Pues sí, esto le acontece a mi señoría por ser como es. Pues que por aquí me ando (separadas estas dos últimas palabras), sin saber lo que hago (sin apocopar éstas, sustituyendo el “que” por una “c” y sin fumigar la “h”), frase que podría tornarse escatológica o coprológica, y tampoco es para tanto. Es verdad que algo olía a podrido en Dinamarca en la época de Shakespeare, don Guillermo, y que, en esta etapa de globalización, los vientos –no sé si los contraliseos o los monzones, ¡tócate los... machos!- pueden habernos traído aquí aromas asaz fétidos, de aquellos de los que el Caballero de la Triste Figura acusaba de exhalar al fiel y rechoncho escudero, Gobernador de la Ínsula Barataria, cuando le decía:
- Paréceme, Sancho, que ahora más que nunca huele, y no a ámbar.
Valga lo dicho para poner en antecedentes a la ciudadanía de que, a la sazón, mi señoría se empeña en averiguar la causa o etiología de tanto mal como nos aqueja en el concreto ámbito de la detracción, hurto, choriceo, mangancia, latrocinio o sabe Dios qué, cuyas sedes son algunos municipios de los que integran las distintas autonomías que configuran ese ente discutible y discutido que en la antigüedad denominábase nación y en adelante habrá que ver qué mote hay que ponerle para no errar.

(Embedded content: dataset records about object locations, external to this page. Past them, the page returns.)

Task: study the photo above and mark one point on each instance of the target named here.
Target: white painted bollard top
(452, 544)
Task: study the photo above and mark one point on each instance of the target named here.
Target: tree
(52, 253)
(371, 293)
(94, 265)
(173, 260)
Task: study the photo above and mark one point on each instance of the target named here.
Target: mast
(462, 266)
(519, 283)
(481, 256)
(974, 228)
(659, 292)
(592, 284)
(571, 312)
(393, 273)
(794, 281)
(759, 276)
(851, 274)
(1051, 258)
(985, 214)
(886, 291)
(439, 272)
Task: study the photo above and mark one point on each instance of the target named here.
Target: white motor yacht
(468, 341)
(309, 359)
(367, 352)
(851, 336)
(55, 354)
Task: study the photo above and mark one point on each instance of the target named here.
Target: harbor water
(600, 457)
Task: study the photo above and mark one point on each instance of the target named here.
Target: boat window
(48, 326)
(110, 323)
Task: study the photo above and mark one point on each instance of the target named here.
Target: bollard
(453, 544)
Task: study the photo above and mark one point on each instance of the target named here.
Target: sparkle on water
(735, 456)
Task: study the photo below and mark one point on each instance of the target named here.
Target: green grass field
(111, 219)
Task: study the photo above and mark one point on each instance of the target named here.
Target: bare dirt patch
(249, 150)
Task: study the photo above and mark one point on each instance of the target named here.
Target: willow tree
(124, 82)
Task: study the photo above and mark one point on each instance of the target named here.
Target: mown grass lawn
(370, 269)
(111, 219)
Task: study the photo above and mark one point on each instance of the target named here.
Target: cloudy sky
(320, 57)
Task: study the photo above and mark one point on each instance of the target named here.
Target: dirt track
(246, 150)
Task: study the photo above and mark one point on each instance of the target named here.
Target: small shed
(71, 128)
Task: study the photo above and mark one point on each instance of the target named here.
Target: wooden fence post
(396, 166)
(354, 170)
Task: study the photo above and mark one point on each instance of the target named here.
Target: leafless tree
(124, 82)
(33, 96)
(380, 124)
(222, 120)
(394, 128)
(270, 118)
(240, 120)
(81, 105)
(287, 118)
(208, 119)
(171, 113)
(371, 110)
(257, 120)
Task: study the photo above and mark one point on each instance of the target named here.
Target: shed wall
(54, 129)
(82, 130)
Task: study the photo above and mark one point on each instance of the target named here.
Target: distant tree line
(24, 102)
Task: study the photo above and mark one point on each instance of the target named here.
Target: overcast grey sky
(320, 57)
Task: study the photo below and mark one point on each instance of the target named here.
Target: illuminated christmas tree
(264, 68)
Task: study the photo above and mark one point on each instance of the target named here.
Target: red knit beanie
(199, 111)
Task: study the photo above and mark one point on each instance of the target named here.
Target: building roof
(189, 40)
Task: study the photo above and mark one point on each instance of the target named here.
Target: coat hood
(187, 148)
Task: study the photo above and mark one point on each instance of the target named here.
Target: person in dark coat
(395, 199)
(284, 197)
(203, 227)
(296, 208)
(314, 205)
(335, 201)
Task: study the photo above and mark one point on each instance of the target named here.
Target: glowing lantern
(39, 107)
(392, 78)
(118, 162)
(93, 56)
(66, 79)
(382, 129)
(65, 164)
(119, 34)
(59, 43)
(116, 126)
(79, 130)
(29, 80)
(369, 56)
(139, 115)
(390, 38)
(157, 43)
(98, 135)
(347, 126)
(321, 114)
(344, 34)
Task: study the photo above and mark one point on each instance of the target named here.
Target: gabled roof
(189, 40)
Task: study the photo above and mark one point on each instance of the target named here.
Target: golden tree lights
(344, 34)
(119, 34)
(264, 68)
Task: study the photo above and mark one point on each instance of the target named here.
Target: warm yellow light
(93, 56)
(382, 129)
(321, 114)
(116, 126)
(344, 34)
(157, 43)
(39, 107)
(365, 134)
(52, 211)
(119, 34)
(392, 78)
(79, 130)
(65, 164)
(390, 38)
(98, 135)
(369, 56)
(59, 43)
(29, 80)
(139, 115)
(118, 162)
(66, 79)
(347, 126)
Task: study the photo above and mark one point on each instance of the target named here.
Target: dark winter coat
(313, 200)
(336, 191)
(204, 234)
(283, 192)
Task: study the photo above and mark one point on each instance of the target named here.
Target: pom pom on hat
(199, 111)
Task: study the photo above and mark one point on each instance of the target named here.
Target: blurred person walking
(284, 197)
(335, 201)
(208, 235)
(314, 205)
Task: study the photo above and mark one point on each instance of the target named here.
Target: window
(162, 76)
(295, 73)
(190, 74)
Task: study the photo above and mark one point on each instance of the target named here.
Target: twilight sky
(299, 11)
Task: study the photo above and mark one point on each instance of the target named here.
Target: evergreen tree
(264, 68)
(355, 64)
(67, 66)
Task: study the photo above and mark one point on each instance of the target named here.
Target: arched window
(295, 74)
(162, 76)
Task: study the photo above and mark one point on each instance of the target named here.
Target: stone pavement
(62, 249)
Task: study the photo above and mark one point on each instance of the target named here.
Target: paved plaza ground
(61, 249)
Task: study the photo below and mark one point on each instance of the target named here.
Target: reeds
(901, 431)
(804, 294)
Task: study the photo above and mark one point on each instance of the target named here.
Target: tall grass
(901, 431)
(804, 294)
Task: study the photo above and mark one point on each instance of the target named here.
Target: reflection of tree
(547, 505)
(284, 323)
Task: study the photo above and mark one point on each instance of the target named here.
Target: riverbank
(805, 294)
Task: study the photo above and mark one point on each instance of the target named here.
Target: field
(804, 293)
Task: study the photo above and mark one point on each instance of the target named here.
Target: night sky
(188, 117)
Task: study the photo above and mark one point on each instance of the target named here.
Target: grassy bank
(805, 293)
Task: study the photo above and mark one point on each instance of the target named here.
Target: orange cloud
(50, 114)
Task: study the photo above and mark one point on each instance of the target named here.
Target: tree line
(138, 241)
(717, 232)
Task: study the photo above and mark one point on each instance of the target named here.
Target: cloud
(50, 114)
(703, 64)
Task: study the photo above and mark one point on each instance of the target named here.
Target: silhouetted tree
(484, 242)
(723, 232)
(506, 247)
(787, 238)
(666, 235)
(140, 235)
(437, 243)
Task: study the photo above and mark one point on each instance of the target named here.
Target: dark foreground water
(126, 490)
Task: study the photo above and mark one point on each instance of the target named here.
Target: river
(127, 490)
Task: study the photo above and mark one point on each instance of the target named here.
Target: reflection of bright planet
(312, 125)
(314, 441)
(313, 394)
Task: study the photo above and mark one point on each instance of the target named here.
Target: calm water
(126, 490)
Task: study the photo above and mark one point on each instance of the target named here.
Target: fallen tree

Los casos concretos sobre los que ha elucubrado o elucubra mi señoría son los de Marbella, Madrid (Guateque), Coslada, El Molar, Estepona, etc. ¿Que a qué conclusiones se llega? Pues a que (presuntamente, claro) hay muy poca vergüenza; a que el mundo entero se aparta ante un hombre que sabe adonde va (por ejemplo, a por la concejalía de urbanismo de este o esotro Ayuntamiento); que la corrupción raras veces empieza por el pueblo; que el hombre se hace viejo muy pronto y sabio demasiado tarde; que, gracias al ministerio de Igualdad, a las damás les acontece lo mismo; que la segunda cosa más estúpida es fumar, porque la primera es comprar tabaco; y que la mujer que no tiene suerte con los hombres no sabe la suerte que tiene. Como se puede apreciar, mis elucubraciones merecen la pena. ¿O no?
18-07-2008.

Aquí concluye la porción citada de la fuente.